I problemi delle famiglie sì conformate non si limitavano a tali banalità ma nascevano anche da motivi di interesse economico, soprattutto a causa delle divisioni di proprietà, che ogni tanto causavano scontenti per torti veri o presunti. Quando, poi, una donna passava a seconde nozze con un uomo facoltoso, l’ostacolo era spesso rappresentato dalla compresenza di tanti aspiranti ad un’unica proprietà, così la seconda moglie pretendeva dal marito specifiche garanzie circa i propri diritti acquisiti. La soluzione, spesso, era il ricorso ad un particolare tipo di “contratto” in uso a quel tempo, con il quale, alla morte del coniuge firmatario, si riservava una certa proprietà – ed eventuali altri beni – a favore del legittimo consorte.
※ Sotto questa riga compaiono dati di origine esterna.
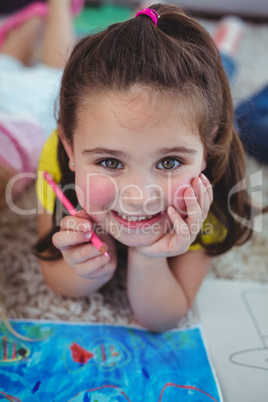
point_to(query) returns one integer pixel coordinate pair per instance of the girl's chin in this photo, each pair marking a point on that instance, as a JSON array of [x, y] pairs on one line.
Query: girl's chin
[[138, 240]]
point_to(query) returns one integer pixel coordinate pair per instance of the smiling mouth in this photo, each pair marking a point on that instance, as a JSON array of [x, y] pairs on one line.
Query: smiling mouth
[[137, 219], [133, 218]]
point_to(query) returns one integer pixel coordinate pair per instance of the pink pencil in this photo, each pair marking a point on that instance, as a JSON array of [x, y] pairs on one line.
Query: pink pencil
[[72, 211]]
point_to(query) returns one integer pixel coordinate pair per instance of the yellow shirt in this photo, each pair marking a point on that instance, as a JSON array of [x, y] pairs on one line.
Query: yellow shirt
[[212, 230]]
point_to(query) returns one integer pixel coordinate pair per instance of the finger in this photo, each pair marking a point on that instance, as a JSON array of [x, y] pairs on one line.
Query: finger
[[175, 218], [73, 223], [65, 239], [202, 196], [83, 253], [208, 186], [194, 218], [93, 268]]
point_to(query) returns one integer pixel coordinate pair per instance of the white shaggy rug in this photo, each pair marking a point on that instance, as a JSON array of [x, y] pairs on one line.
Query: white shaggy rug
[[22, 289]]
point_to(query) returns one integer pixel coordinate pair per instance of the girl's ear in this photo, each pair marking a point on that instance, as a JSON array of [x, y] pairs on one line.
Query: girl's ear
[[67, 146]]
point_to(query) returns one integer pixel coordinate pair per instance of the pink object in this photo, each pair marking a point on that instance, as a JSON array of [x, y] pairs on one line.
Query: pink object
[[77, 6], [95, 240], [37, 9], [21, 144], [150, 13]]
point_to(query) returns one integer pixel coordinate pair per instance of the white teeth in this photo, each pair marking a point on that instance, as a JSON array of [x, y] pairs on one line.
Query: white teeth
[[130, 218]]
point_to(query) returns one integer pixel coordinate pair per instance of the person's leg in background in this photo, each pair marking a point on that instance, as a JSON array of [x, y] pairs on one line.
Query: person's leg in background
[[58, 36]]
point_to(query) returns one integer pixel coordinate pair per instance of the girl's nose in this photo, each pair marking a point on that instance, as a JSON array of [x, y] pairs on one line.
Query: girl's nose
[[141, 196]]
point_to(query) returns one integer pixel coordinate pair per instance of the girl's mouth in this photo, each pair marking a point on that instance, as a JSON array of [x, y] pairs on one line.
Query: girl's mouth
[[136, 221]]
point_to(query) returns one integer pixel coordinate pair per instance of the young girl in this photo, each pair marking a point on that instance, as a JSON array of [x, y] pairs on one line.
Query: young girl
[[145, 131], [28, 90]]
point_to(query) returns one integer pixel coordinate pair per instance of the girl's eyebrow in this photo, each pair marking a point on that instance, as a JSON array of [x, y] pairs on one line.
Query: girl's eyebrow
[[101, 151], [121, 154], [180, 150]]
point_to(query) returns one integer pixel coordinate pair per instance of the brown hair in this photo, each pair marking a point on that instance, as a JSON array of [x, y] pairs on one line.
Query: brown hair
[[177, 57]]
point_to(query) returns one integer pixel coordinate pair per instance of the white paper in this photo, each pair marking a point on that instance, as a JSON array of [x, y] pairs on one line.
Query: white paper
[[234, 315]]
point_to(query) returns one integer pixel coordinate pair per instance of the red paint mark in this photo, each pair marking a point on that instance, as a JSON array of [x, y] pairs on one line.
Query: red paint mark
[[113, 351], [103, 353], [79, 354], [170, 384], [5, 347], [10, 398], [14, 351]]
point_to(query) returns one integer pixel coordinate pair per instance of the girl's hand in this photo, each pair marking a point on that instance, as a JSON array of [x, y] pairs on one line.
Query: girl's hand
[[73, 240], [198, 199]]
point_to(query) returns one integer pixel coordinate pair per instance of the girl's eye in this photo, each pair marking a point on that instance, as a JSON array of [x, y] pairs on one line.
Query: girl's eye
[[111, 164], [168, 164]]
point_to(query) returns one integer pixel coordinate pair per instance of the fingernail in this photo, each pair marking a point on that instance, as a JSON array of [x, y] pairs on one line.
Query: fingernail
[[199, 182], [190, 192], [86, 226], [171, 210], [88, 235]]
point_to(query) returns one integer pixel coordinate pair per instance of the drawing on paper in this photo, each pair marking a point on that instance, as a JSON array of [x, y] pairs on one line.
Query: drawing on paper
[[84, 363]]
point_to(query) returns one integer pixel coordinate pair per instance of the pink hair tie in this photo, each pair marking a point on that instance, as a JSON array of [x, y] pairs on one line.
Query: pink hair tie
[[150, 13]]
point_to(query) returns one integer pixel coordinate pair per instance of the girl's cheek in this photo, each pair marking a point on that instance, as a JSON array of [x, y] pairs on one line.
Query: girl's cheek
[[177, 198], [99, 193]]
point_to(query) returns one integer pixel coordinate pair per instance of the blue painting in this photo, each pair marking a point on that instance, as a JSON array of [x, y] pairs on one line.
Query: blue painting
[[104, 363]]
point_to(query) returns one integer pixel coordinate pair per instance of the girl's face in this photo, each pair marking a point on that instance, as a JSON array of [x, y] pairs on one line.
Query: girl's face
[[134, 155]]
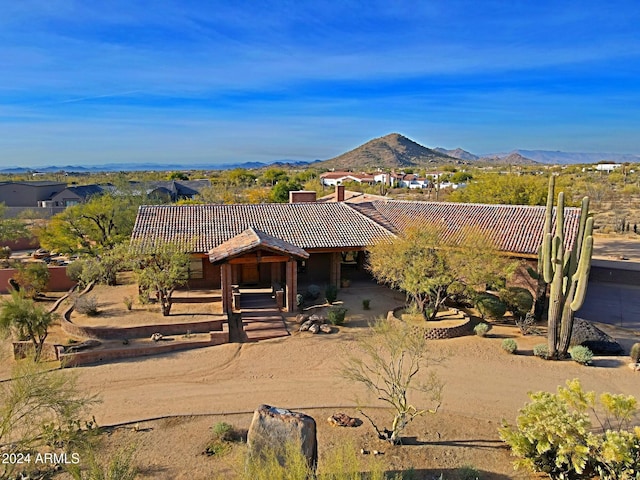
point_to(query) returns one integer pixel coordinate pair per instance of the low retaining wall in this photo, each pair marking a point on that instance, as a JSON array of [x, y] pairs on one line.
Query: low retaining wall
[[439, 333], [143, 331], [24, 349], [58, 280], [95, 356]]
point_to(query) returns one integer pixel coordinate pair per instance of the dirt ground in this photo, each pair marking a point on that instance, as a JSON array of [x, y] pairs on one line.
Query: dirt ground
[[175, 399]]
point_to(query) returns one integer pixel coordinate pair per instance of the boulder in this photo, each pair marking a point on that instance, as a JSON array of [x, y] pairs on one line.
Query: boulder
[[343, 420], [326, 328], [305, 326], [586, 334], [272, 429]]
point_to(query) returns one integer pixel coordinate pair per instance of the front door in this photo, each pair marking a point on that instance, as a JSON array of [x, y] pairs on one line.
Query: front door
[[250, 274]]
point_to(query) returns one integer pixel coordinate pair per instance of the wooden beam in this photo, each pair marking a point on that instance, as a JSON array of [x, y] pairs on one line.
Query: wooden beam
[[266, 259]]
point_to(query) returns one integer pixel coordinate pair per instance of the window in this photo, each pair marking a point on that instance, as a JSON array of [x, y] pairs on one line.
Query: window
[[196, 270]]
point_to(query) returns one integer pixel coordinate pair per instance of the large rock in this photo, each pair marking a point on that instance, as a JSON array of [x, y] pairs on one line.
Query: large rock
[[273, 428], [587, 334]]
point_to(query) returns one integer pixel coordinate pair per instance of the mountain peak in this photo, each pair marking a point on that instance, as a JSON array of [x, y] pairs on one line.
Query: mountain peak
[[393, 151]]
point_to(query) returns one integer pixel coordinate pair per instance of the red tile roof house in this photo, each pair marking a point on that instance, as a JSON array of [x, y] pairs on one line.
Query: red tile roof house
[[311, 242]]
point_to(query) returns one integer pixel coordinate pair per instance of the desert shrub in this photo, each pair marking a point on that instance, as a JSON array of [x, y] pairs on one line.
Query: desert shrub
[[635, 353], [468, 472], [490, 306], [128, 302], [286, 463], [541, 350], [518, 300], [481, 329], [554, 434], [86, 305], [331, 293], [581, 354], [509, 345], [33, 278], [223, 435], [336, 315], [313, 292]]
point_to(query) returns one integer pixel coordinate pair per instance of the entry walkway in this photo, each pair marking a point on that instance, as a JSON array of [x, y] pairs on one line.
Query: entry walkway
[[261, 319]]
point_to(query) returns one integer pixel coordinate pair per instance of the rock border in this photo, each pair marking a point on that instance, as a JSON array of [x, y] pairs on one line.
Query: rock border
[[439, 333]]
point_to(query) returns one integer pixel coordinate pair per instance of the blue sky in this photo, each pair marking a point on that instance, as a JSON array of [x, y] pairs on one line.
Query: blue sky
[[192, 82]]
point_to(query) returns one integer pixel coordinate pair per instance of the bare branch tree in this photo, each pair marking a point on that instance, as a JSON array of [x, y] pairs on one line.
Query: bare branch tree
[[388, 363]]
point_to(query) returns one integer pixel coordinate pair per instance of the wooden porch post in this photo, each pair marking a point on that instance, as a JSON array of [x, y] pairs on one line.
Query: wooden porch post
[[292, 285], [225, 286], [334, 269]]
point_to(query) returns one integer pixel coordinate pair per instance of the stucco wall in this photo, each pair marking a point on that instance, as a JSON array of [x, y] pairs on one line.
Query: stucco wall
[[58, 280]]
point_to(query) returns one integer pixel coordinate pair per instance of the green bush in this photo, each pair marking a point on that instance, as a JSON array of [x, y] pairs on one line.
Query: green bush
[[468, 472], [481, 329], [581, 354], [541, 350], [331, 293], [313, 292], [509, 345], [336, 315], [87, 305], [554, 435], [518, 300], [490, 306]]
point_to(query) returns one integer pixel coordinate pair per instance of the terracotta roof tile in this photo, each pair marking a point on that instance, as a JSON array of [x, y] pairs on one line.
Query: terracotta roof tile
[[305, 225], [252, 239], [513, 228]]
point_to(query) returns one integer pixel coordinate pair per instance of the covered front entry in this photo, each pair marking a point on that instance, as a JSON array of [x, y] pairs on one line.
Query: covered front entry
[[254, 258]]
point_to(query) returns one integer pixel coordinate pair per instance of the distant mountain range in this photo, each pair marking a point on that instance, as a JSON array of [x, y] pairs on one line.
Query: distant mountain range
[[393, 151]]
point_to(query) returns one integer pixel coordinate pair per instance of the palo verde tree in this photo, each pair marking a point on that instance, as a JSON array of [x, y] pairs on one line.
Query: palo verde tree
[[567, 271], [430, 266], [41, 411], [91, 227], [160, 269], [390, 363], [26, 320]]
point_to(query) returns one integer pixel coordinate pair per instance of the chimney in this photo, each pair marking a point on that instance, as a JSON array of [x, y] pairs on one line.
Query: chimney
[[300, 196]]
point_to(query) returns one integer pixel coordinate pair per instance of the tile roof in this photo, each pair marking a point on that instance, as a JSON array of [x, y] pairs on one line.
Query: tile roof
[[513, 228], [252, 239], [305, 225]]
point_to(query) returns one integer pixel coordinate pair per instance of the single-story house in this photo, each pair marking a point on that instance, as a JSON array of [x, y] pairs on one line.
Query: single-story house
[[313, 242]]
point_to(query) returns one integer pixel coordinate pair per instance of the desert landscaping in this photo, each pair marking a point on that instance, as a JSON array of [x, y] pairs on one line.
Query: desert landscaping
[[165, 405]]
Questo atto, detto in volgo “la ndufata”, tutelava la persona in vita da eventuali pretese ed usurpazioni da parte di altri familiari del defunto.
In termini legali, la natura di tale accordo non si discosta molto da quella della “legittima”, cioè quella parte del patrimonio ereditario di cui neanche l’eventuale testatore può disporre a piacimento. Con esso, molte donne hanno avuto garantiti beni o valori su cui gli eredi non potevano avanzare diritti di divisione né di estromissione della seconda moglie.
A volte è capitato che il valore stabilito per mezzo della ‘ndufata fosse di carattere monetario e quindi eccessivamente oneroso per gli altri eredi. Accadeva, allora, che per assolvere l’impegno assunto dal defunto, questi ultimi fossero costretti a lavorare gratuitamente – a volte anche per anni – per saldare il debito verso la beneficiaria. In altri casi alcuni eredi, non volendo tenere in vita obblighi di vitalizio assunti dal genitore defunto, di comune accordo con la beneficiaria hanno trasformato questo tipo di diritto in semplici intestazioni di case o terreni, mutando così un istituto nato con altri scopi.